From the corner of my eye, I see Aubrey stagger to her feet, her movements unsteady but determined. Her hand closes around a burning piece of wood from the edge of the fire—creating her own flaming weapon to join mine.

Adam’s head whips back and forth, calculating odds, realizing too late that he’s been maneuvered between us and the inferno behind him. For the first time, his confidence seems to waver, his movements becoming more desperate than calculated.

Aubrey and I advance in unison, driving him back one step at a time, our fiery weapons creating a wall of flame he can’t penetrate without injury.

Five feet from the burning cabin.

Three feet.

Two.

Adam feints to the side, trying to circle around me, to find a gap in our defense. I anticipate the move, cutting him off, my burning timber catching him across the chest. His clothing ignites again, flames spreading across his torso with unnatural speed.

A shriek of agony tears from his throat as he claws at the burning fabric, at his own searing flesh. The sound is hardly human anymore—a high, keening wail that resonates in my bones.

“Now!” I shout to Aubrey. Together, we lunge forward, our burning weapons connecting simultaneously with Adam’s chest, driving him backward with combined force.

He stumbles, arms windmilling as he fights to keep his balance. One more step back—directly into the heart of the cabin’s burning remains. The flames leap to welcome him, engulfing his form in a searing embrace.

Adam’s scream rises to an impossible pitch as the fire consumes him—not just his clothing, not just his flesh, but the very hunger that animated him. His struggles become frenzied, inhuman, his transformed body thrashing against the inevitable.

Then, suddenly, he goes still—a blackened silhouette against the raging inferno, arms outstretched as if in final supplication. Then, finally, he crumbles from his eerie pose, collapsing into the heart of the fire, ash mixing with ash, returning to the mountains that created him.

I turn to Aubrey, relief flooding through me.

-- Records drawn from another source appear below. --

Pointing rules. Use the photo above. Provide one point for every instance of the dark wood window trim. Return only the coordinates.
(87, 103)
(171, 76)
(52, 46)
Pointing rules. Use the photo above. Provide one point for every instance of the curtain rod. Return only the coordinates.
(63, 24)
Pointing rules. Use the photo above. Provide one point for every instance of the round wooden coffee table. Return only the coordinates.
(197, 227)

“We did it,” I breathe. “It’s done.”

But as I reach for her, the ground beneath our feet shifts violently. The intense heat from the fire has destabilized the snow pack, triggering an avalanche on the slope above us.

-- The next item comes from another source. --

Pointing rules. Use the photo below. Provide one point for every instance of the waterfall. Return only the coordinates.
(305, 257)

“Oh, fuck. Run!” I shout, grabbing her arm and pulling her parallel to the slope.

We sprint away from the burning cabin, snow cascading down toward us in an unstoppable wave. The roar is deafening, like a freight train bearing down upon us. I pull Aubrey alongside me, both of us struggling through knee-deep snow toward the tree line.

I risk a glance and see a wall of white bearing down, gaining on us with terrifying speed.

We won’t make it.

Aubrey stumbles, her exhaustion from the fight finally catching up to her. I grab her arm, trying to haul her forward, but the delay costs us precious seconds. The leading edge of the avalanche is almost upon us.

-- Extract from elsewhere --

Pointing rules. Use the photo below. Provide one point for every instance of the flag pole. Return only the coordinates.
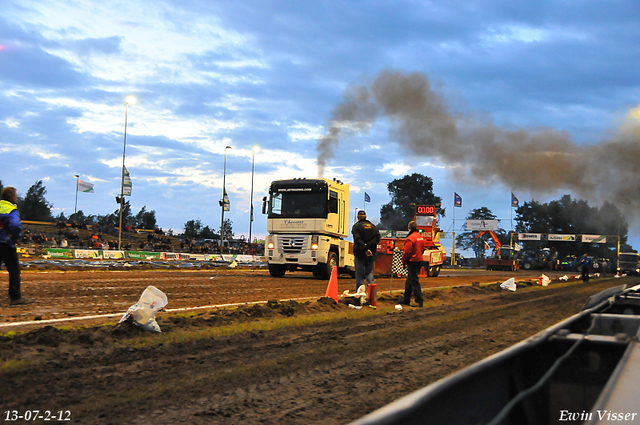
(453, 243)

“Go!” she shouts, pushing me away. “Jensen, run!”

Instead, I shove her toward a massive pine tree just ahead. “Climb!” I order, giving her one final push before turning to face the wave of snow, as if my body alone could somehow shield her from nature’s fury.

The avalanche hits me first, the force of it sending me tumbling. I manage to grab the trunk of the pine, anchoring myself as the snow rushes past. But Aubrey isn’t as lucky. Though she’d reached the lower branches, the sheer power of the snow tears her away before she can climb higher.

“Aubrey!” I scream, helpless as she’s swept away in a churning mass of white.

When the initial surge passes, leaving me half-buried but alive, I tear myself free and stagger in the direction I last saw her. The landscape is transformed, smoothed into alien contours by the avalanche’s passage. Even the cabin is gone.

“Aubrey!” I call again, desperation mounting as silence answers me. I search frantically, looking for any sign of her. A dash of color against the white catches my eye—the edge of her black jacket, barely visible beneath a mound of snow. I dig with bare hands, ignoring the pain as ice crystals tear at my skin.

She’s unconscious when I uncover her, blood streaming from a gash on her temple. Her chest rises and falls with shallow breaths, but her skin is already taking on a bluish tinge from cold and lack of oxygen.

“Stay with me,” I murmur, gathering her limp form in my arms. “Don’t you dare die on me, Aubrey Wells.”

I can only hope she’s still good at taking orders.